If your main draw is automotive photography, the same things I said earlier about drawing inspiration from other sources applies. Pull up ad copy for high end cars. Lamborghini is particularly careful with their ad photography. Most of them are shot as a quarter view (showing side plus front or side plus rear), and have very clean backgrounds. In the instances where the background is lighter than the foreground, it's almost always offset by being a different texture, tonality, or color than the foreground car. Lots of info out there on automotive photography, and lots of material to draw inspiration from.
Find what you like, try to do what you find. Along the way you'll come up with new ideas you'll want to play with.

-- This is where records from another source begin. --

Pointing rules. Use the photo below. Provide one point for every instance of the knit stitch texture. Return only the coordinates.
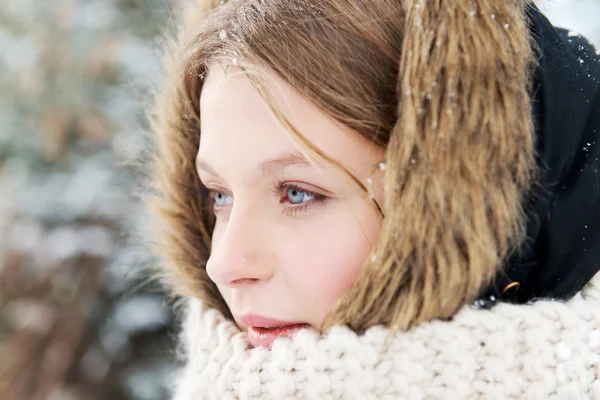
(546, 350)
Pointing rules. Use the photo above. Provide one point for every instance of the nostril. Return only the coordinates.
(243, 281)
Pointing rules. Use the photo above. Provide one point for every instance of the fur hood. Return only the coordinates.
(539, 350)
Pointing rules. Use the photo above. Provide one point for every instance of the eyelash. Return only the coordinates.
(280, 189)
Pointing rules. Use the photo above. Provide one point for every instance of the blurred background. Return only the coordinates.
(76, 322)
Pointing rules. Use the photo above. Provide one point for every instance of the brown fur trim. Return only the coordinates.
(460, 159)
(465, 139)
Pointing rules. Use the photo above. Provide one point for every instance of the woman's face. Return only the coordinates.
(290, 235)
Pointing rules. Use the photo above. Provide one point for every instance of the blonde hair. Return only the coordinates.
(443, 86)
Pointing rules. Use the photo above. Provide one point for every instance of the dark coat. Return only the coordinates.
(562, 252)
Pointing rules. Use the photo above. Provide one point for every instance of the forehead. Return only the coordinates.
(237, 124)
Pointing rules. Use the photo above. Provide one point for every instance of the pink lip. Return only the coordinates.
(263, 331)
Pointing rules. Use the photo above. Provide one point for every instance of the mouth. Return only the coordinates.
(263, 331)
(264, 337)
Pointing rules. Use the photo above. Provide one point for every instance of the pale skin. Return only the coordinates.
(291, 234)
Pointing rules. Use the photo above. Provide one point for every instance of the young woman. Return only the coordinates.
(345, 189)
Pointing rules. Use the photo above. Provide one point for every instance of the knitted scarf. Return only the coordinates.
(545, 350)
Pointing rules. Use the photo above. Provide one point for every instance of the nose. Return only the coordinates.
(241, 251)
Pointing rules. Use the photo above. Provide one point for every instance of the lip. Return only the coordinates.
(263, 331)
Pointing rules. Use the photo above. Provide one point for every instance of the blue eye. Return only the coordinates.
(296, 196)
(221, 199)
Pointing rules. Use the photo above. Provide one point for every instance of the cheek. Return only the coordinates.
(331, 261)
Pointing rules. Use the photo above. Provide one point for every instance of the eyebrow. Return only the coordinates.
(267, 167)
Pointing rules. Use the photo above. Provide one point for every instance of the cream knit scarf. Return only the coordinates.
(547, 350)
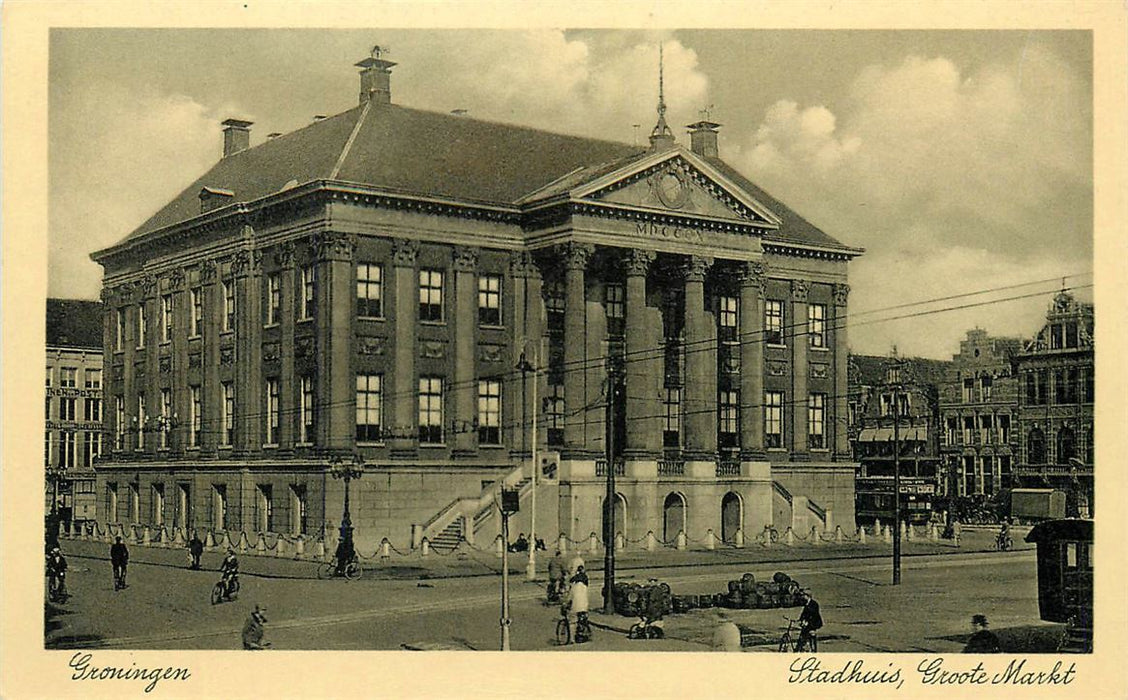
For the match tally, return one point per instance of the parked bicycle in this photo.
(226, 590)
(796, 643)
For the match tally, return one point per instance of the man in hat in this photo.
(981, 640)
(254, 629)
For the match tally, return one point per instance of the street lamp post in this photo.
(350, 470)
(893, 378)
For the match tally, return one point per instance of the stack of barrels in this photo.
(652, 600)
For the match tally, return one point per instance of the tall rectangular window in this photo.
(728, 308)
(306, 410)
(671, 431)
(67, 442)
(615, 306)
(142, 419)
(166, 318)
(195, 414)
(141, 325)
(91, 446)
(369, 290)
(728, 432)
(554, 414)
(431, 295)
(308, 292)
(273, 310)
(773, 321)
(166, 416)
(490, 300)
(272, 410)
(227, 415)
(197, 311)
(773, 419)
(488, 411)
(816, 422)
(431, 409)
(119, 422)
(228, 304)
(93, 378)
(369, 407)
(817, 325)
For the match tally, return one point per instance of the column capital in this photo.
(284, 254)
(333, 246)
(576, 255)
(466, 259)
(637, 262)
(695, 267)
(799, 290)
(246, 262)
(404, 251)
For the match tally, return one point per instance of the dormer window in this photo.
(214, 197)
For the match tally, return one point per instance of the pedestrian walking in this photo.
(195, 550)
(983, 640)
(254, 629)
(120, 559)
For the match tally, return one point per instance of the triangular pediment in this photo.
(677, 183)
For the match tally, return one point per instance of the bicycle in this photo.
(226, 590)
(787, 644)
(328, 569)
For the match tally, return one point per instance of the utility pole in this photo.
(609, 498)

Do it. Find what works and what doesn't. Keep using what works, discard what doesn't or figure out why it doesn't work and try again with fresh eyes.

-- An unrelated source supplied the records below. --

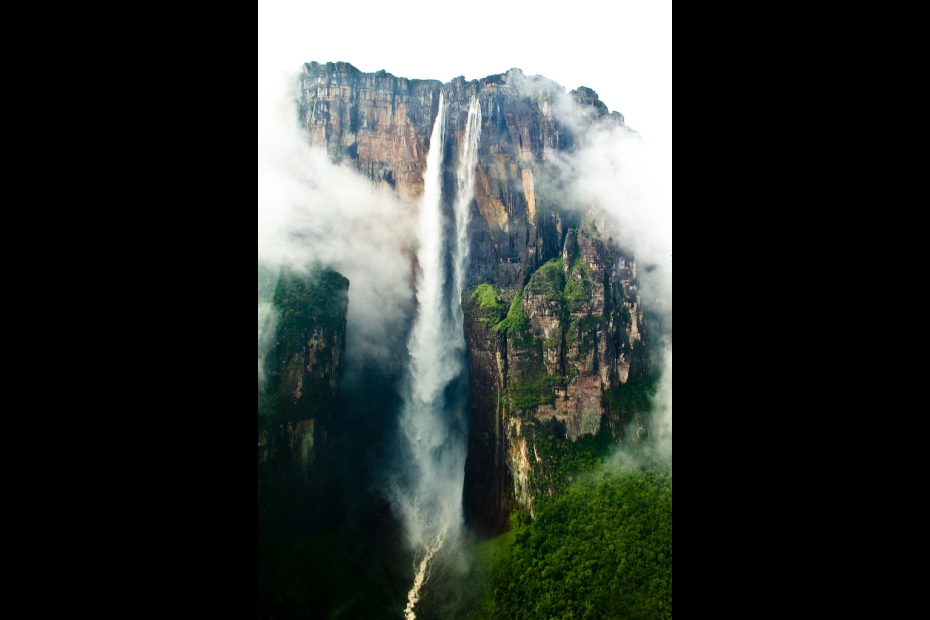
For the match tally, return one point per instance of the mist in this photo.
(316, 214)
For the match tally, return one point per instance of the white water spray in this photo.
(432, 507)
(465, 192)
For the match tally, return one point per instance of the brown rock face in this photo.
(580, 314)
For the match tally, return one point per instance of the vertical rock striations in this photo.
(553, 314)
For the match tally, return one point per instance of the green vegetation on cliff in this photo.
(534, 390)
(309, 307)
(548, 280)
(578, 286)
(516, 320)
(489, 308)
(306, 303)
(634, 396)
(602, 549)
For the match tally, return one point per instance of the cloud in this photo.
(311, 211)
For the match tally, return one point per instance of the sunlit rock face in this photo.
(583, 316)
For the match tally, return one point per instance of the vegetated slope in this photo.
(602, 549)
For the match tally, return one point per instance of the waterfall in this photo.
(464, 193)
(431, 501)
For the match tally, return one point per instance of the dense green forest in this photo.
(601, 549)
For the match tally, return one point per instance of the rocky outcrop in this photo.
(301, 374)
(553, 317)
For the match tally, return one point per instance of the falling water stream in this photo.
(432, 508)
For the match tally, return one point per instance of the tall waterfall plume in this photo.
(430, 501)
(464, 193)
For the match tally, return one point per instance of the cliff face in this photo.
(301, 373)
(553, 316)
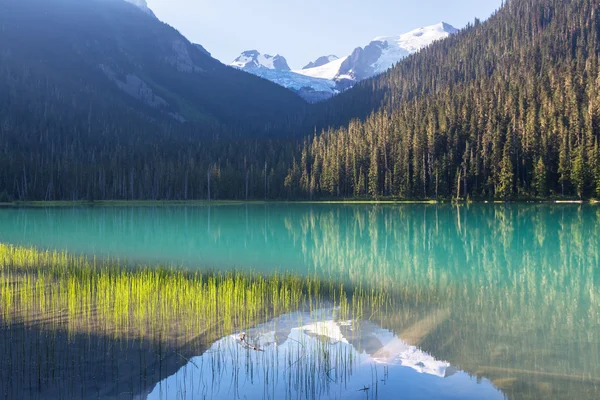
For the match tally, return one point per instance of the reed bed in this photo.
(86, 295)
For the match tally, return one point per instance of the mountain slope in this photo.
(100, 100)
(320, 61)
(380, 54)
(128, 59)
(253, 59)
(329, 75)
(505, 109)
(276, 69)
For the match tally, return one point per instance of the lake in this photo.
(494, 301)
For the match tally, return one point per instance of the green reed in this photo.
(87, 295)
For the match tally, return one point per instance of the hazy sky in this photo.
(303, 30)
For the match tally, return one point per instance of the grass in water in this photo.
(84, 295)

When evaluating your own work, try to be your own harshest critic. Back when I was shooting film, I tried to find the best photo out of a single piece of film. For 35mm, that meant one in every 36 shots. With digital, I try to pick the best photo of the day. Try to understand why that one photo made the cut, and when you go back out put more of that into what you do the next day. Then cull just as ruthlessly. Wash, rinse, repeat. It hurts like hell to kill your darlings this way, but you will improve rapidly.

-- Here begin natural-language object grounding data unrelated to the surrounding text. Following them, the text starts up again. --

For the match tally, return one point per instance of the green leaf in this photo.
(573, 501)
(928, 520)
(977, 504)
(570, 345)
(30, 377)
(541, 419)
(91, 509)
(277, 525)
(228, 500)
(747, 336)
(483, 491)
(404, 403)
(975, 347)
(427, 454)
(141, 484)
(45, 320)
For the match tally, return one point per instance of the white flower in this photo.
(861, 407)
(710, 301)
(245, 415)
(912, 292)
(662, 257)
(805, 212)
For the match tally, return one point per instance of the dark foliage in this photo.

I've probably rambled about as long as I should on this subject. One last tip: If you ever get discouraged, screw all the advice anyone gave you (especially me!), grab your camera and one lens, leave the rest behind and just get out and do photography for the sheer joy of it. In the end that's what will keep you going. Never lose sight of it.
BF_Hammer
717
May 2, 2018
I don't think you need to feel bad about investing in APS-C. Mirrorless FX may be the sexy trend right now, but it has not overtaken the market yet. You will be finding plenty of items and support for your 7D for years to come. I still shoot with an APS-C Nikon D7000 from several years ago and will not be replacing it anytime soon myself.
What I notice looking at your photos shared is you would benefit by paying some more attention to what is behind your main subject. I would call the background "busy" in most of the shots. The 2nd shot has a beautiful view of the macaw, but then my eyes get drawn to the photographer behind it. The lines of the truck get lost in the nearly identical-color parking ramp behind it. The buildings peeking in through the gap in the trees compete for your eyeballs with the filtered sunlight.
Fixing the macaw background I realize is difficult. It can be done at the time the shot is being taken by the right lens selection, and using aperture-priority mode to use a lower f-stop. The goal being to make your depth of field shallow and put the people in the background even further out of focus, which isolates your main subject better. That same technique is possible for the sun filtering through the trees, or simply repositioning yourself to have more sky visible in the gap, less building if possible. The truck, it has to be recomposed. Moving the truck and yourself to line-up a more contrasting background would be best. And the background needs some softening by making the depth of field narrower. Or else a dark-brick commercial building could get the right contrast to make the truck pop more. That is just how I would do things, and there are people more artistically-gifted than me who would have other ideas too.